I’m a fairly new knitter and I’ve been working on my first “big” project, the Two-Toned Ribbed Shrug from Fitted Knits, and I’m down to my last few rounds for the ribbed collar before I’m done. The only problem is that I just realized that there is dropped stitch in the body.:wall: Is there any way to fix it without pulling it all apart? Or do I just need to bite the bullet and undo all my work to that point? Thank you for any help!
Did you check out the vid on picking up dropped sts in the Knitting Tips section?
Pull the dropped stitch up as far as you can using the technique cam pointed you to, then tie it off on the back side. Put a small piece of yarn through the top loop, then work the ends into the adjoining stitches.
Thank you sooo much! It took me 3 weeks of nonstop knitting to get this far and I would’ve cried to have to redo it. You are a lifesaver!!! Now to finish up those last few rounds.:happydance:
:?? run that by one more time…do you mean I have been all this time and there “is” a solution? Thank you…Cheley
Yes, you can try it. If you’ve dropped a stitch a few rows back, you can use a crochet hook, or needle tip, and bring the `run’ back up to the row you’re on. If it’s a lotts rows back, bring it up as far as you can (there won’t be any extra yarn at some point) then put the loop, or head of the stitch to the WS, thread a little bit of yarn through it and weave the end into the sts next to it.
:?? if you “weave” the end into the sts next to it, then you’ve lost a stitch? Right? Then what? Thanks Cheley
Not all all. You’re weaving in the ends of the yarn you used to secure the loop on the WS to keep that stitch from dropping again.

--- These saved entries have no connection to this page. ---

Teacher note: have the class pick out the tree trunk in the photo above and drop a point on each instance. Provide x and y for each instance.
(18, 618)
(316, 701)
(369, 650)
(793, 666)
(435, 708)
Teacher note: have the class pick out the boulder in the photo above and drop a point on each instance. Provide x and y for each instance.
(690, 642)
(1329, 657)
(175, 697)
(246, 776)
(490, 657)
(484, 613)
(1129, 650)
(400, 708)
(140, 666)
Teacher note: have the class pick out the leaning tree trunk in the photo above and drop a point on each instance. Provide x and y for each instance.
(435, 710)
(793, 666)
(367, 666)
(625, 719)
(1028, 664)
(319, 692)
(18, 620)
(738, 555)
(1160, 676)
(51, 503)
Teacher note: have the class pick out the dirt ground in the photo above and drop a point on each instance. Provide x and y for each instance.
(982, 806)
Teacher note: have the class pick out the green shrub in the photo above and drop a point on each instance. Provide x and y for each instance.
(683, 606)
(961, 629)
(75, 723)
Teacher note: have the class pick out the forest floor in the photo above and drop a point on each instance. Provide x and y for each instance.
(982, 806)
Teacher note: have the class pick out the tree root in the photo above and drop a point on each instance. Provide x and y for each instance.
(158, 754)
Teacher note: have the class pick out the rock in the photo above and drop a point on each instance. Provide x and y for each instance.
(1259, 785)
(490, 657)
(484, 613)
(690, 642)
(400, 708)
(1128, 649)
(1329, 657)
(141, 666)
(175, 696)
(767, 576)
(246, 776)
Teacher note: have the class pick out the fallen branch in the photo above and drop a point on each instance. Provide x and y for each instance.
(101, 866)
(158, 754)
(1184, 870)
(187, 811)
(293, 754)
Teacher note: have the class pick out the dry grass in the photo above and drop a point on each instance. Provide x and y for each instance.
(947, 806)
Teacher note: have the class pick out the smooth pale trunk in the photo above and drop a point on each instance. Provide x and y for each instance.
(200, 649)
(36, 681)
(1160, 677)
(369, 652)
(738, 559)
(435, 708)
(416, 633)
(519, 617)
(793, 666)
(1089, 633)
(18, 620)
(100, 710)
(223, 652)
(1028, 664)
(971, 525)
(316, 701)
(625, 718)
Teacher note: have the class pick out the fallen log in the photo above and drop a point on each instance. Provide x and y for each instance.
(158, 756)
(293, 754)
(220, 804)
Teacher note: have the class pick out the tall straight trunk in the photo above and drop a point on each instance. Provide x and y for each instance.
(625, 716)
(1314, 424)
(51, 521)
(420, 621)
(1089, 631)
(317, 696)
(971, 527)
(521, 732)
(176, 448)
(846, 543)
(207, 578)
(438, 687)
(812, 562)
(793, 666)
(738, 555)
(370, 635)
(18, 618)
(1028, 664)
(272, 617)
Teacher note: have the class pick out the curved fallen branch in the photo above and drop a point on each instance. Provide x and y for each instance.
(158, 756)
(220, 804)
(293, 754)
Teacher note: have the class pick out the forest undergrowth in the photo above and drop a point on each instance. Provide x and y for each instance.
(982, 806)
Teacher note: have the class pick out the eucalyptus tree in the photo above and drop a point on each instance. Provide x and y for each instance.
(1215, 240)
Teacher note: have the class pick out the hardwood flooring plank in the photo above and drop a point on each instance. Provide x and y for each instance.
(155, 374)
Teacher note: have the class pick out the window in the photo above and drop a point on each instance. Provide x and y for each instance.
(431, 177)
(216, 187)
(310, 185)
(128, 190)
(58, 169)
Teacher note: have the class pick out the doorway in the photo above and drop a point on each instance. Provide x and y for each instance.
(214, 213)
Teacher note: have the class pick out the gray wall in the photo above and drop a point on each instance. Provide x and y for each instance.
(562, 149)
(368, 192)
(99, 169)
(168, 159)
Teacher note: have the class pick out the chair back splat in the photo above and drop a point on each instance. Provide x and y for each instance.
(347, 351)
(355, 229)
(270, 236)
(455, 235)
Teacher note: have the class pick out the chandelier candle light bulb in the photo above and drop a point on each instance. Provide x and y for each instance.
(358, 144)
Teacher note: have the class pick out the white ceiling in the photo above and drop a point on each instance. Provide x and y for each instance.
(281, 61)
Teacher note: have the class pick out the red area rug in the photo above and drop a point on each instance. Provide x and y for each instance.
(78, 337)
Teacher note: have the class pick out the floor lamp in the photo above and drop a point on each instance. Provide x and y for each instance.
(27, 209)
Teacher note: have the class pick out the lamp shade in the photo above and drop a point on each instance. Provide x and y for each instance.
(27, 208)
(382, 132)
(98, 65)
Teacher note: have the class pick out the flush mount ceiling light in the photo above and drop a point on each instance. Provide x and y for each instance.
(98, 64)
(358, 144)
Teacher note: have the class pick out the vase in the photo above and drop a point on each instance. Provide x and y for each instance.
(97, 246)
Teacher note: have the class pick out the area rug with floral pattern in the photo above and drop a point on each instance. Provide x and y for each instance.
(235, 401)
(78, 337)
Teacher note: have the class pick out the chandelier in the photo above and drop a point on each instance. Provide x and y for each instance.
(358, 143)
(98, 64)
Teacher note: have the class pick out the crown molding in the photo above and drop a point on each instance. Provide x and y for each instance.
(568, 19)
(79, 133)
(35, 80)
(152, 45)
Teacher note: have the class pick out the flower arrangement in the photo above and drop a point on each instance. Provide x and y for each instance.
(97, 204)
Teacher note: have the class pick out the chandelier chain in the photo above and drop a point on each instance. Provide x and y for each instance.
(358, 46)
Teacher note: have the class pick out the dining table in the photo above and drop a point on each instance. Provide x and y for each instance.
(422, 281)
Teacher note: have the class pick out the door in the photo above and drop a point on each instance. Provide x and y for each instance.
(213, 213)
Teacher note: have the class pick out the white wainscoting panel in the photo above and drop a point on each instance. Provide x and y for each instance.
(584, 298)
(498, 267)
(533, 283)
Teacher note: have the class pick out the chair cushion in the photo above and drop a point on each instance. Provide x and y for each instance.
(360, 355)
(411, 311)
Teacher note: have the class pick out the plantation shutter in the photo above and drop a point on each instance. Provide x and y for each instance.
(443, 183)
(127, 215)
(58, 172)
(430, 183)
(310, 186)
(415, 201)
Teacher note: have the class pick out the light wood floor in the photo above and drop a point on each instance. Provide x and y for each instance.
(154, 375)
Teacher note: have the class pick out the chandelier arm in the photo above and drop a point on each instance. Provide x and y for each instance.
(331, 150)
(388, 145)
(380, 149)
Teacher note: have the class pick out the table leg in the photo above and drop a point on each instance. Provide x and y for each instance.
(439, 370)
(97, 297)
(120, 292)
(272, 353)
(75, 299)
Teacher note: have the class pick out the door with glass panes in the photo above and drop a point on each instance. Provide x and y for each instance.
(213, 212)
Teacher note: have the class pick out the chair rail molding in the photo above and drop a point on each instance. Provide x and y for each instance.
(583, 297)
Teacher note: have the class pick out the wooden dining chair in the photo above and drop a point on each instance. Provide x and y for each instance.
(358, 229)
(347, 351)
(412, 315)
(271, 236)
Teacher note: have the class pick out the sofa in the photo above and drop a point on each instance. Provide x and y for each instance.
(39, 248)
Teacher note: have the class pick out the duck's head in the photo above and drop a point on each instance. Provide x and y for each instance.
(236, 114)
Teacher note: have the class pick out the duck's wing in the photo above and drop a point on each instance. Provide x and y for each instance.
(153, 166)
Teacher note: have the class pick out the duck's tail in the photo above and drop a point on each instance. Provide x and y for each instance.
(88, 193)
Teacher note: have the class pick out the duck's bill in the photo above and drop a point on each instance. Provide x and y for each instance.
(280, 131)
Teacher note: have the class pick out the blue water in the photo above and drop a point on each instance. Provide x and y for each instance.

So you are “building up” a new stitch to accommodate the part that you lost? Thanks
No you’re right you’ll have one stitch less. This technique is to be used if you’ve dropped a stitch waaaaay back and knitted maybe almost to the end if not finished it. If you can bring the stitch all the way up to the needles, then you put it on the needles, but sometimes the rows you did after the stitch dropped will be much too tight to fit it in. This way secures the stitch so you won’t have a run in your knitting.
If you drop it off the needles, it will run down creating a ladder, you can just pull it back up using the slack in the ladder.
But if you dropped it many rows ago and just noticed, then on the rows after you dropped the stitch, you would have been knitting normally and there is no slack to create a new column of stitches with.
So if you don’t want to unravel the work after the dropped stitch, then just fix the ladder as far as it goes, and you basically sew that stitch into the knitting at the top of the column so that it doesn’t fall back down.
In fact I would probably sew in with matching sewing cotton on the back, small stitches etc., rather than attach by weaving in ends. Your choice.
Ah, I just got the point of that question. Yes, on your working row/round you will indeed be one stitch short if you dropped one several rows back and can’t bring it all the way back up to the needles. Sorry, I missed the real point of that question. I blame it on too much turkey the past few days. Nothing a simple increase can’t cure.
I forgot to address the missing stitch question. Yes, you’ll be one short, but it may not matter. If you have to have the extra stitch for the next step, just increase at about the point where it should have been.
I also realized I missed a stitch way back in the scarf I’m making. The missed stitch is on the edge of the scarf. I’m not sure I understand what is meant by putting it on the needles as I’m so far past there already. can anyone help with this?
If it’s on the edge of the scarf you can probably attach it to the row just above it. Sometimes it’s difficult to work an edge stitch back up along the side until you can put it on the needle. Instead, take a short length of your yarn and pass it through the dropped stitch and then weave the two ends into the body of the scarf. You might also use a needle and thread to attach the errant stitch if the scarf is very lacey.